A maioria dos varejistas realiza suas compras na Ceagesp, onde chega a produção não só do cinturão verde de São Paulo, mas de todo o Brasil. Uma parte é transferida para hortifrútis e supermercados. “E usa-se pouco, na verdade, a agricultura urbana, porque São Paulo tem esse potencial também, assim como Belo Horizonte”, diz Duarte. Pequenos produtores de Parelheiros, no sul de São Paulo, têm dificuldades de distribuir os seus produtos. “Algumas favelas têm trabalhos bem interessantes de hortas urbanas que poderiam ser parte da solução.”
Além de ouvir as pessoas que moram nas favelas, os pesquisadores conversaram com o pequeno produtor. “Ele é o elo fraco da cadeia”, afirma Duarte. “Está muito pulverizado e, muitas vezes, não tem suporte financeiro. Ele é impactado pelos preços dos insumos, que estão na mão de grandes empresas de sementes e fertilizantes, e estava sofrendo muito porque muitos restaurantes fecharam e o preço dos insumos aumentou durante a pandemia.” O pequeno produtor também tem a urgência da perecibilidade. Um pé de alface leva meses de cultivo, mas estraga em dias depois de colhido. Se não é consumido, vai para o lixo.
A Organização das Nações Unidas para a Alimentação e a Agricultura (FAO) estima uma perda de 30% de toda a produção mundial de alimentos por problemas na plantação, colheita, armazenamento e transporte do produto fresco ou por desperdícios relacionados a práticas inadequadas de varejistas e aos hábitos de consumo da população. Para frutas e verduras, chega a ser 50%, principalmente nos países mais pobres.
O pequeno produtor é responsável por grande parte da alimentação do nosso dia a dia, mas não tem acesso à formação, informação e nem à tecnologia. Fortalecer esse elo reforçaria a cadeia como um todo. “Ele sofre muito pela oscilação de preço, não tem a visão do mercado consumidor, tem pouco acesso a crédito e está sujeito aos riscos climáticos”, diz Duarte.

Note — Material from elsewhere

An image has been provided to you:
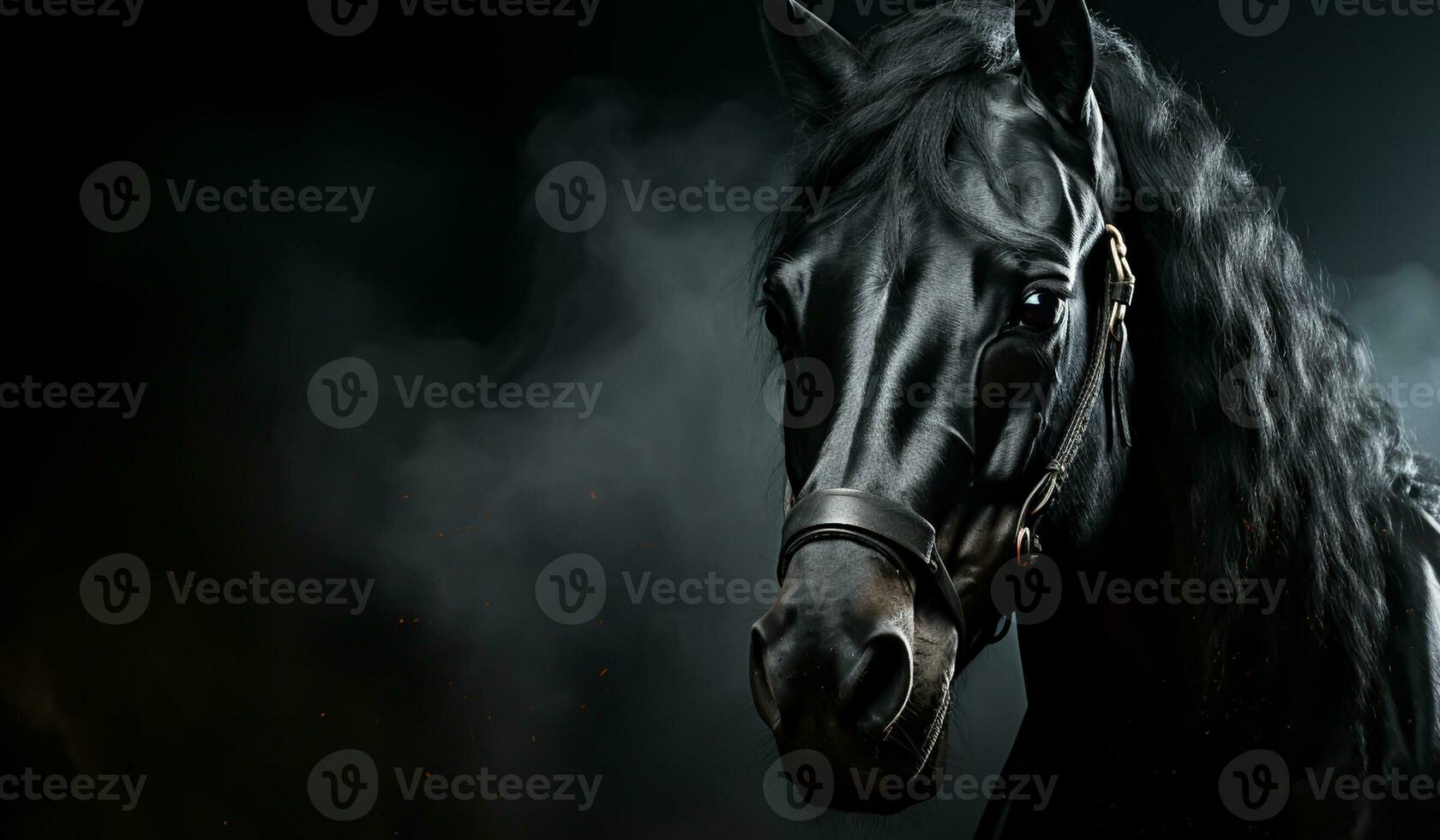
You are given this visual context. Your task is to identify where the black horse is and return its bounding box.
[750,0,1440,837]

A pesquisa permite apontar algumas soluções para melhorar o acesso à comida nas favelas, como o encurtamento da cadeia, ligando diretamente o produtor ao consumidor e eliminando intermediários. Outra forma é conectar o pequeno produtor aos varejistas, mas se interpõe um custo logístico que torna a Ceagesp mais atrativa. Pequenos hubs ou centros de distribuição da Ceagesp, próximos às áreas de baixa renda, poderiam ser um facilitador. Sabe-se que as favelas que estão mais próximas da companhia conseguem se abastecer com maior frequência, reduzindo o desperdício deste alimento.
Não existe uma única grande solução, mas um conjunto de soluções compostas por iniciativas de conscientização e capacitação dos próprios moradores, dos proprietários desses hortifrútis e dos pequenos produtores rurais. Grandes varejistas e grandes empresas financeiras e de insumos agrícolas podem apoiar os elos frágeis da cadeia de alimentos frescos. “Cabe ao governo prover uma infraestrutura decente que facilite o acesso a uma alimentação saudável, em especial nas áreas de baixa renda e em suas proximidades”, afirma Duarte. “Sabemos que favelas com maior acesso a alimentos frescos tendem a consumir produtos mais saudáveis.”